Nice euro look love the BBS look!


----------



## turbo slc 2.9l (Dec 4, 2003)

Pictures look great! Can't get enough of the Sepang:thumbup:
Did you end up going lower & if so any pics?


----------



## Jusjus (Mar 30, 2015)

So didnt end up going lower yet as i'd need camber plates for the front since im rubbing already during hard cornering...

Some more pics for everyone to enjoy


----------



## 3Peat (Nov 19, 2014)

Jusjus said:


>


Car looks amazeballs!

Especially like these two pics... Love how the crease lines pop, and the height is perfect. Shame that it rubs.


----------



## GTI2lo (Dec 19, 1999)

Very nice setup! How do you find the ride on the KW's?


----------



## Onequick4door (Sep 13, 2014)

*All these cars need is -*



GTI2lo said:


> Very nice setup! How do you find the ride on the KW's?

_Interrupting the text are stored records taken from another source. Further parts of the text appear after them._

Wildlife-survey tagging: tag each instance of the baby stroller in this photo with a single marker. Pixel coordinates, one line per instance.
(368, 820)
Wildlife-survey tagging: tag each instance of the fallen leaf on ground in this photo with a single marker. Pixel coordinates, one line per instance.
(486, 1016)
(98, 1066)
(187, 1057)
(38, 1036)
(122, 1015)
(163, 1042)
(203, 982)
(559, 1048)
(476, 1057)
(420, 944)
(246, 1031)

A nice lip spoiler for just a little bit more aggressive look for the frontend, which I'm hoping is available in the US soon.


----------



## Jusjus (Mar 30, 2015)

GTI2lo said:


> Very nice setup! How do you find the ride on the KW's?


Ride comfort is amazing... Definitely the most comfortable coils I've ever rode on (had BC, Tein mono flex, HSD, Buddyclub in the past). 

Max soft it's probably just as if not even more comfortable than stock. However, too much rebound. Harder settings it's stiff enough and trackable.

Keep in mind these are V3, u pay more but u get what u pay for


----------